ADSENSE HERE!
Wadhih Ad Dalalah
BAB
II
PEMBAHASAN
A.
Lafadz Dari Segi Kejelasan Artinya
Secara garis besar, lafadz dari segi kejelasan artinya terbagi
menjadi dua macam:
a.
Lafadz
yang telah terang artinya dan jelas penunjukannya terhadap makna yang dimaksud,
sehingga atas dasar kejelasan itu beban hukum dapat ditetapkan tanpa memerlukan
lagi penjelasan dari luar.
b.
Lafadz
yang belum terang artinyadan belum jelas penunjuknnya terhadapa makna yang
dimaksud kecuali adanya penjelasan dari luar lafadz tersebut.
1.
Lafadz Yang Terang Artinya
Lafadz yang terang artinya terbagi menjadi empat tingkatan yang
kekuatan dari segi kejelasan berbeda. Hal ini dapat dikategorikan kedalam
jelas, lebih jelas, sangat jelas dan paling jelas.[1] Para
ulama berbeda pendapat dalam mengatasi tingkatan dilalah lafadz dari
segi kejelasan artinya. Dalam hal ini, dapat di bagi dalam dua kelompok.

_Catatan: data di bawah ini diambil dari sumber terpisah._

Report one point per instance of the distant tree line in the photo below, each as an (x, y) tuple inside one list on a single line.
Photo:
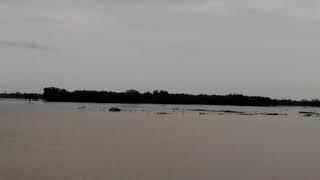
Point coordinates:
[(54, 94), (18, 95)]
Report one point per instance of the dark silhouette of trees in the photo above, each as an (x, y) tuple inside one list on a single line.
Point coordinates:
[(53, 94)]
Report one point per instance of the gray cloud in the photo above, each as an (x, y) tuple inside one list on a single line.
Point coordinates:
[(256, 47), (28, 45)]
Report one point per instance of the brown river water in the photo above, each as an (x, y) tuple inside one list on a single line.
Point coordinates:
[(77, 141)]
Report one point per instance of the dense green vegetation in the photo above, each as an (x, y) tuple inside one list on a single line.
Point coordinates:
[(53, 94)]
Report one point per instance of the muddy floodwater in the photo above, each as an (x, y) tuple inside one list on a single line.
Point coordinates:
[(79, 141)]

Golongan pertama, yaitu golongan Hanafiyah yang membagi lafadz dari segi
kejelasan terhadap makna dalam empat bagian, yaitu zhahir, nash, mufassar
dan muhkam. Sedangkan dari segi ketidakjelasannya mereka membagi menjadi
empat macam pula, yaitu khafi, musykil, mujmal dan mutasyabih.
Golongan kedua yaitu jumhur dari kalangan mutakallimin yang
dipelopori oleh Asy-Syafi’i yang membagi lafadz dari segi kejelasannya menjadi
dua macam yaitu zhahir dan nash. Kedua bentuk lafadz ini disebut kalam mubayyan.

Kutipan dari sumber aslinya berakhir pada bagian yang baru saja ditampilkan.